Foreword Review — July / Aug 2009
“True adventures come without safety nets,” writes award-winning journalist Lucinda Fleeson as she trades her staid East coast life for a Hawaiian adventure. Fleeson moves to Kauai to serve as fundraiser for the National Tropical Botanical Garden (NTBG), a 100-acre parcel so rich in botanical treasures it would make any gardeners heart dance. Here are rare tropical plants, cliffs of molten lava, and spectacular beaches which Fleeson explores on foot, on horseback, and by racing canoe. Surely this is paradise!
But paradise has its poisons, too, as Fleeson soon learns. Upon her arrival, the NTBG staff does not shower Lucinda with Hawaiian leis; instead, they give her a vermin-infested shack and a broken-down car. She writes: “I rushed pell-mell into this momentous change and I am stuck with it, alone in the jungle, marooned in a filthy and dilapidated house. I am overwhelmed with loneliness and the feeling of having made bad choices in life.”
She confronts board members and donors who treat her with disdain and academics whose egos are so inflated they would rather see endangered species perish than capitulate to a rival. She is threatened by island families still engaging in ancient feuds. Nonetheless, under the visionary leadership of director William Klein, NTBG begins to flourish.
As the garden recovers, the author heals from old wounds and discovers fresh passions. Her newfound zest for life proves that “gardens are for growing people,” too.
Fleeson describes her adventures with a journalists even hand, but she does not shy away from controversy. When writing about the tumultuous development of the garden, she tells tales and names names. Thus, Waking Up in Eden is more than simply memoir or adventure tale. Fleesons account is both a refresher course in history, sociology, and anthropology, and a wake-up call to those who care about conserving the earths endangered flora and fauna.

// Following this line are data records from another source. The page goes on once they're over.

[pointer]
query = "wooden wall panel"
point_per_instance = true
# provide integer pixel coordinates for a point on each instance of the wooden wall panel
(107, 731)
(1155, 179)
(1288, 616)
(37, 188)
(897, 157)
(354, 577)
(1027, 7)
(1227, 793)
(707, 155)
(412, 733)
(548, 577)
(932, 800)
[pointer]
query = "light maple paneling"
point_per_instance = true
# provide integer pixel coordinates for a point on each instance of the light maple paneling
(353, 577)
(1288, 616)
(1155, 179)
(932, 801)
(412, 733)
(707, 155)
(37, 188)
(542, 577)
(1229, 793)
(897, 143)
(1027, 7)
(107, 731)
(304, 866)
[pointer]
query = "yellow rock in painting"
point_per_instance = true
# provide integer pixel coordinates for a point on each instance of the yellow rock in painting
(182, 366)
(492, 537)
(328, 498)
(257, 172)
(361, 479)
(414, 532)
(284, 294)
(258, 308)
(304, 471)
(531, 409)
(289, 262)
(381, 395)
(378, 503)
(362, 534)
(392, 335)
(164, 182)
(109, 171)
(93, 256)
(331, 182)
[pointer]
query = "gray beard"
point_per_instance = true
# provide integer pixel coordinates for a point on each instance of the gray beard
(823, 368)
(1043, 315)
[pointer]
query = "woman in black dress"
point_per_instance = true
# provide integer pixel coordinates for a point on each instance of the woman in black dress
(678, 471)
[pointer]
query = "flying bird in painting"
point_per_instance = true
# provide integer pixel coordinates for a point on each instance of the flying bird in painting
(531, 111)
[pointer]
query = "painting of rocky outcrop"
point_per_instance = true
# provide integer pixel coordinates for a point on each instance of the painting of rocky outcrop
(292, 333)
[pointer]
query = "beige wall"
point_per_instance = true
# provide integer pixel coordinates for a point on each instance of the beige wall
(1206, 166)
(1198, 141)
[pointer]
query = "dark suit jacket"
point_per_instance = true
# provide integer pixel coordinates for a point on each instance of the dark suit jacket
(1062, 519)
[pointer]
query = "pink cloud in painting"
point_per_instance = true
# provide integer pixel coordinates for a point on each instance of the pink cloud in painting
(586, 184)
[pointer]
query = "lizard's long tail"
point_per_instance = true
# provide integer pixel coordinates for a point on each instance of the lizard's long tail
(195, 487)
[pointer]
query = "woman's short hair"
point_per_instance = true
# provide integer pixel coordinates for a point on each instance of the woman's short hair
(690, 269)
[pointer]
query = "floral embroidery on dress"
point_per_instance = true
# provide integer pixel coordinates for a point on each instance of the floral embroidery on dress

Included are commentaries on topics as diverse as Hawaii itself: Darwins theory of evolution; the bombing of Pearl Harbor; the formation of archipelagos; fossils remains from the Kawai sinkhole; Hawaiian culinary history; the influential, gay Allertons of Chicago; and wild, celebrity-filled parties held at the Allerton Gardens on Kawai.
Waking Up in Eden is a book for the Renaissance person who enjoys savoring an experience, even vicariously, and the gardener who revels in cultivating beauty.